The Centers for Medicare and Medicaid Services notified the administration of the 35-bed hospital on the Rosebud Indian Reservation on Tuesday that the funding cutoff will take effect March 16. The move, which comes after the November findings and a follow-up inspection in February that found remaining problems, is a blow to an already-underfunded facility operated by the federal Indian Health Service.

Citing the “serious nature and circumstances of this involuntary termination,” the Centers for Medicare and Medicaid Services said in a letter addressed to Duane Marcellais, the acting administrator of the hospital, that if the facility wanted to re-enter the program it must provide “reasonable assurance of its capacity to maintain compliance with the Medicare requirements for certification.”

An unannounced inspection of the Rosebud hospital in November found conditions so alarming the emergency room was shut down two weeks later. Inspectors determined the failures constituted an “immediate jeopardy” situation, a term used when a hospital’s actions – or lack thereof – have caused or are likely to cause serious injury, harm, impairment or death to a patient.

The inspectors found that records for a patient with a history of untreated tuberculosis didn’t show that infection-control measures were put in place while the person was treated, and a different patient having a heart attack didn’t receive treatment until 90 minutes after she arrived. A patient who insisted on walking to the bathroom on two occasions did so without nursing staff and ended up delivering a premature baby there.

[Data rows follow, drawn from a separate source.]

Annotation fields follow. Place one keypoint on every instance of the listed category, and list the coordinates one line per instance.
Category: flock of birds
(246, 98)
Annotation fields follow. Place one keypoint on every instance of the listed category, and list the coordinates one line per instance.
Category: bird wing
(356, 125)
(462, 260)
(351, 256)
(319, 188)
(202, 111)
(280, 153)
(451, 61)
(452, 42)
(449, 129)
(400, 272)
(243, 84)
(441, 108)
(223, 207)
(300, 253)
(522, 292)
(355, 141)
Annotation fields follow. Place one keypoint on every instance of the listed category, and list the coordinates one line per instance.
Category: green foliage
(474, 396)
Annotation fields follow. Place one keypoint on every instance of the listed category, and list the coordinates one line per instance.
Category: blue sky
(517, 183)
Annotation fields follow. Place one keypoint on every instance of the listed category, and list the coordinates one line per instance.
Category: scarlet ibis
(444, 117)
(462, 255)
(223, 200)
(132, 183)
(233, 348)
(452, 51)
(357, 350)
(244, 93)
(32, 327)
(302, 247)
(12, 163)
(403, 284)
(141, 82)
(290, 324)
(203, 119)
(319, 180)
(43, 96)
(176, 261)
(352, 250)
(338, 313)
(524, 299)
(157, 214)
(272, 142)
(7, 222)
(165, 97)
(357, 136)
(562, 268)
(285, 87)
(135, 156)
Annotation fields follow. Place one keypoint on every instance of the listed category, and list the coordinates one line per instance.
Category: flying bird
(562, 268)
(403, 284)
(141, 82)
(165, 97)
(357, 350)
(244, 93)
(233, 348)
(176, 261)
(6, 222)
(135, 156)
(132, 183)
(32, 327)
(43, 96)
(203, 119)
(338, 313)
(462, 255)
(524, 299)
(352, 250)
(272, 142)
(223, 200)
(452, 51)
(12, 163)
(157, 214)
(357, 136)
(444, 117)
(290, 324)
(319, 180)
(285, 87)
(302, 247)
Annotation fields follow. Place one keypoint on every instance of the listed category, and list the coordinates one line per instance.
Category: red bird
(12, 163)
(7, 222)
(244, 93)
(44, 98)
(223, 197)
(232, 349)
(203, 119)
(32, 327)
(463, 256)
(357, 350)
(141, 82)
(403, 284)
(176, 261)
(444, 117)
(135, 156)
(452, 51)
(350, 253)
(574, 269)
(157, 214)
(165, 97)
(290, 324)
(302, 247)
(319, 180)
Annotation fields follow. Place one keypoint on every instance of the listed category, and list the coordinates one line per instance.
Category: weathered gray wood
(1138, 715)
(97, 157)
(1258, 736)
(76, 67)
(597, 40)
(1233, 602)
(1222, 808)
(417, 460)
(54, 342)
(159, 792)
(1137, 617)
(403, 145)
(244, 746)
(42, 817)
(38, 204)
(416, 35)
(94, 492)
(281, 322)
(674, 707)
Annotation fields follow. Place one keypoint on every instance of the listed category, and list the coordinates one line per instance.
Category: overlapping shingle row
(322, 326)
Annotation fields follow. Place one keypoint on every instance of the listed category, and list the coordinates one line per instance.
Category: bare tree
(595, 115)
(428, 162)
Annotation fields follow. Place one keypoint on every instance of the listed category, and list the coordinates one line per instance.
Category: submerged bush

IHS provides free health care to enrolled tribal members as part of the government’s treaty obligations to Native American tribes. The agency historically has been severely underfunded and its facilities bill Medicare, Medicaid and private insurance for care given to patients who have that coverage. Statistics from a 2005 government study show that reimbursements at the time constituted between 7 and 58 percent of some hospitals’ direct medical care budgets, with the average being 39 percent.

IHS said Tuesday it wants CMS to allow the hospital to enter into what constitutes a last-chance alternative to termination that would extend the proposed funding cutoff date and allow to hospital to make significant quality improvement changes.

“The agency is committed to making improvements to ensure the safe delivery of care for patients at Rosebud Hospital and to implement reforms to stabilize, strengthen and raise the overall quality of care in the IHS Great Plains Area,” IHS said in a statement.

Representatives from CMS, IHS, the U.S. Department of Health and Human Services and the Rosebud Sioux Tribe met Tuesday. O.J. Semans, a member of the Rosebud Sioux Tribe Health Board who attended the meeting, said the termination “is making IHS accountable for what we’ve been telling them for years.”

“CMS is only telling them what we already told them for years,” Semans said. “The service that we are being provided is heartbreaking. It is an atrocity that hasn’t happened anywhere in the United States, except for Indian Country.”